Why the Supreme Court Should Ignore Insurance Subsidy Disruption in the Obamacare Subsidies Case
The Washington Post's Greg Sargent looks at how many people could be affected by a Supreme Court ruling in King v. Burwell, an upcoming challenge to the implementation of Obamacare. The challengers in the case argue that the plain text of the law does not allow for the provision of health insurance subsidies in the law's federally run health insurance exchanges; the administration argues that the overall purpose of the law allows for its decision to disburse subsidies in federal exchanges. If the Court sides with the challengers, then federal exchange enrollees who receive subsidies would lose them, increasing the cost of their insurance.
Sargent points to recent enrollment data suggesting that the number of affected individuals could be higher than a previous estimate of about four million.
"The reason this matters," Sargent writes, is that "highlighting the potential for such a SCOTUS decision to result in widespread disruptions and dire consequences — both for millions who might lose coverage and for the insurance and health care industry in these states — may figure heavily in the government's strategy for winning the case."
Basically, the government may attempt to convince the court that its interpretation of the law should be allowed because the disruption involved in ruling for the challengers might be too large.
This is not much of a legal theory or argument. If the administration's approach to implementing Obamacare is not allowed by the law, then the court should rule against it, period. That's true even if the disruption caused by ruling against the administration turns out to be quite large; indeed, the scale of the disruption would suggest the scale of the illegality.
Furthermore, ruling along these lines would set a terrible precedent. Allowing the administration to continue with an illegal implementation because stopping it would be disruptive would create incentives for this administration and others in the future to pursue illegal actions and then insulate themselves by finding ways to make ending those actions disruptive.
In a way, this appears to be what the administration has already done by declining to inform enrollees about the legal uncertainty surrounding the subsidies.
If the administration was truly worried about the possibility of disruption to subsidized enrollees on the federal exchanges, you might think they would have warned those enrollees about the possible consequences of a Supreme Court decision in favor of the King challengers.
But the administration has done no such thing. In fact, the administration has refused to agree that such warning is necessary. At a congressional hearing last month, Marilyn Tavenner, the head of the Centers for Medicare and Medicaid Services, which oversees Obamacare implementation, was asked repeatedly whether federal exchange enrollees received any notice about the possible consequences of a Supreme Court ruling against the administration, which could include higher premiums and tax liability.
In response, she insisted that "nothing has changed for consumers—they can still come in" and enroll on the exchanges. "This is not is not a closed case and I'm not going to speculate," she said. "The law is pretty clear." The exchange with Rep.
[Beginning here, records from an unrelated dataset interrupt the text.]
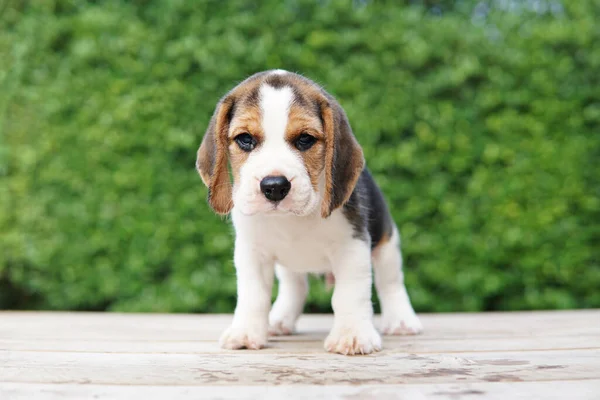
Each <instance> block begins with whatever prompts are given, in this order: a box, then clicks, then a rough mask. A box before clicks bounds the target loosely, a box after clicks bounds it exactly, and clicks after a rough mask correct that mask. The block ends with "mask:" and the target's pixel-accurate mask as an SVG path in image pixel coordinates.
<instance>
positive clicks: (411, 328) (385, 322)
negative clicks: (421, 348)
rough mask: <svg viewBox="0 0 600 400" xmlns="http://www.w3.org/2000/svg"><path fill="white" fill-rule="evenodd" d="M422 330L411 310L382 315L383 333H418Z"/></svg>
mask: <svg viewBox="0 0 600 400" xmlns="http://www.w3.org/2000/svg"><path fill="white" fill-rule="evenodd" d="M422 331H423V325H422V324H421V321H420V320H419V317H417V315H416V314H415V313H414V312H413V311H412V310H411V311H407V312H398V313H391V314H384V315H383V316H382V319H381V332H382V333H383V334H384V335H418V334H419V333H421V332H422Z"/></svg>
Jim Jordan (R-Oh.) starts around the 1:31 mark.
Now, Tavenner is in some sense right; the law is pretty clear. But it's clear that the administration's implementation is illegal. The text of the Affordable Care Act states on multiple occasions that subsidies are only allowed in "an Exchange established by the State," with "State" defined to mean the fifty states and the District of Columbia. These exchanges are only allowed under a section of the law—1311—that deals exclusively with state-run exchanges.
If administration legal officials pursue the strategy outlined by Sargent, it will be an attempt to have it both ways. On the one hand, they will have implied to potential enrollees that they should proceed with signing up for subsidized coverage because there is no risk of disruption. And on the other hand they would be arguing to the Supreme Court that it should rule in the administration's favor because the otherwise the potential disruption would be too great.